The Health Department worked with Pittsburgh Theological Seminary, Pennsylvania Interfaith Impact Network and Christian Associates of Southwest Pennsylvania to create a packet that helps clergy address the issue with their congregations. It includes statistics from the health department that can be included in church bulletins and ways to connect the issue to scripture.
“That’s what we tried to do in the production of the preventing gun violence resource,” said Liddy Barlow executive minister of Christian Associates. “To help clergy connect ancient texts to contemporary issues so that in the pews, people’s consciousness will be sparked by this and they’ll hear our message that will really change lives.”

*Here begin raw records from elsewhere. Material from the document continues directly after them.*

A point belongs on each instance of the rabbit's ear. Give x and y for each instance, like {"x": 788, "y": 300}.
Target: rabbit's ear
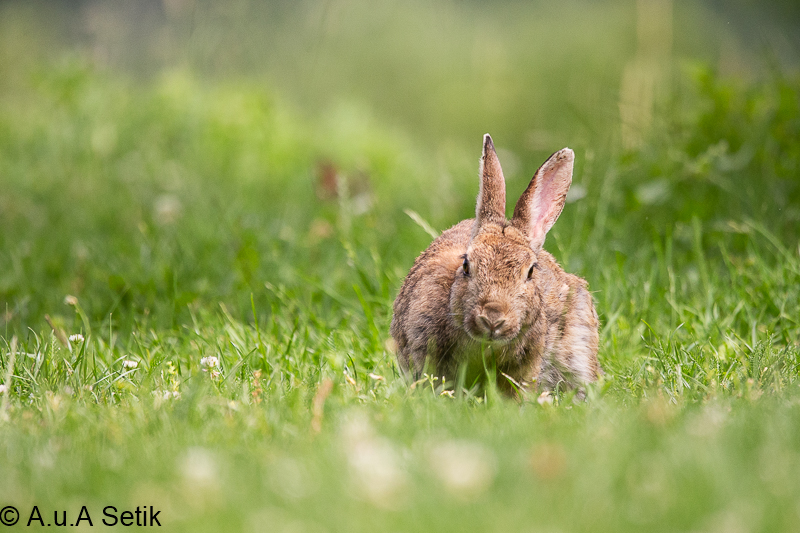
{"x": 492, "y": 196}
{"x": 542, "y": 202}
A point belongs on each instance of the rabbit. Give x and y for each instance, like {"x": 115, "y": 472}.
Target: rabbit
{"x": 486, "y": 287}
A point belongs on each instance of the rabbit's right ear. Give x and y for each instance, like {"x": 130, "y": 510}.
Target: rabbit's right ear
{"x": 492, "y": 196}
{"x": 542, "y": 202}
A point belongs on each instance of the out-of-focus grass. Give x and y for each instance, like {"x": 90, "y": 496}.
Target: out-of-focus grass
{"x": 231, "y": 250}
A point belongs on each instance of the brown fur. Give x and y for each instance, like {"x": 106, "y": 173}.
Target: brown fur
{"x": 541, "y": 330}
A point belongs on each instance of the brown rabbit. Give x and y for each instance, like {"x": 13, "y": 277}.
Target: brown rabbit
{"x": 485, "y": 287}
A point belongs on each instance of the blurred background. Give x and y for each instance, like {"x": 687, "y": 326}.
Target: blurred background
{"x": 198, "y": 149}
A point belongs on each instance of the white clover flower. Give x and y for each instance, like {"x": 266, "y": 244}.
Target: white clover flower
{"x": 210, "y": 361}
{"x": 375, "y": 464}
{"x": 465, "y": 468}
{"x": 166, "y": 395}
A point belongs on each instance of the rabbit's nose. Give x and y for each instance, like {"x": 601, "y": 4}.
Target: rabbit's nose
{"x": 492, "y": 317}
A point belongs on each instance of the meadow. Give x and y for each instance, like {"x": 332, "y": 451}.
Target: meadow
{"x": 205, "y": 216}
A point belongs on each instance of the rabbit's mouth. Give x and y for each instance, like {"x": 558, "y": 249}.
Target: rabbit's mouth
{"x": 497, "y": 336}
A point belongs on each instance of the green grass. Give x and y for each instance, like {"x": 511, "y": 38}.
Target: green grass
{"x": 177, "y": 217}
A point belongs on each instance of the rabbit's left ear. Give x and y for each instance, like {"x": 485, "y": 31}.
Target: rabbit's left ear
{"x": 542, "y": 202}
{"x": 491, "y": 206}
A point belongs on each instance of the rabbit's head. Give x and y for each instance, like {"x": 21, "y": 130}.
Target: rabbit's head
{"x": 498, "y": 290}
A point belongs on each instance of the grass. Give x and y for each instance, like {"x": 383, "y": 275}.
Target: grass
{"x": 196, "y": 317}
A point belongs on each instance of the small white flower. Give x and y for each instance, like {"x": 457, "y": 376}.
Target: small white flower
{"x": 466, "y": 468}
{"x": 210, "y": 361}
{"x": 166, "y": 395}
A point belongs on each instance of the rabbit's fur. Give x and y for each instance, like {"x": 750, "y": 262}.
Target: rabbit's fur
{"x": 485, "y": 287}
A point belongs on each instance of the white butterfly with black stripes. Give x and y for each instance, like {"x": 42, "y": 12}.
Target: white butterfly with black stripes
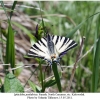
{"x": 51, "y": 48}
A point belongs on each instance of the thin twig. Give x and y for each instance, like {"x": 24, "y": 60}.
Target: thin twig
{"x": 73, "y": 70}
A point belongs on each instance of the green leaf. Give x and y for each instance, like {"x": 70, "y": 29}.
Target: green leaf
{"x": 34, "y": 87}
{"x": 12, "y": 84}
{"x": 96, "y": 56}
{"x": 56, "y": 75}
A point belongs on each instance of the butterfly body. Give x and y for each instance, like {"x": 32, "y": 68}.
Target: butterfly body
{"x": 51, "y": 48}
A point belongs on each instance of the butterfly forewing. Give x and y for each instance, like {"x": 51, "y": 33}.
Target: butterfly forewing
{"x": 39, "y": 49}
{"x": 63, "y": 44}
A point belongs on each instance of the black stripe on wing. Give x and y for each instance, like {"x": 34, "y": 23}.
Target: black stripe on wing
{"x": 63, "y": 44}
{"x": 38, "y": 49}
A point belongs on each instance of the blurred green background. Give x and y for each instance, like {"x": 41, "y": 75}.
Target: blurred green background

She said Christians possess the tools needed to prevent gun violence.
“We have a book that tells us to beat swords into ploughshares,” Barlow said. “So I think ultimately our faith is our primary tool to use in entering into this conversation.”
Dr. Helen Blier, director of continuing education at Pittsburgh Theological Seminary, said pastors want to help change their communities and see seminary education as a gateway into helping professions.
“They have a vision for how they want things to be in the world – something more humane, more just, more good – and the ministry training becomes a mechanism for it,” Blier said.
She said they hope the pamphlet will give ministers who sometimes feel overwhelmed by the violence in their communities a step-by-step guide to take the first steps to improve the communities they serve.
The packet also shares the regrets of people who committed crimes in the past.
“We’re trying to give perspectives from multiple communities affected by gun violence — the health care community, the perpetrator, the victim, the bystander, the communities that surround all of these folks – and give people multiple angles of entry to what is ostensibly a very complex issue,” Blier said.
The issue doesn’t just affect the inner city, Hacker said. She said the number of murders in the county was about the same as the number in the city last year, which hasn’t been the case historically. The pamphlet is just one of several measures the Health Department is taking to address the issue.
“This is part of a much bigger puzzle,” Hacker said.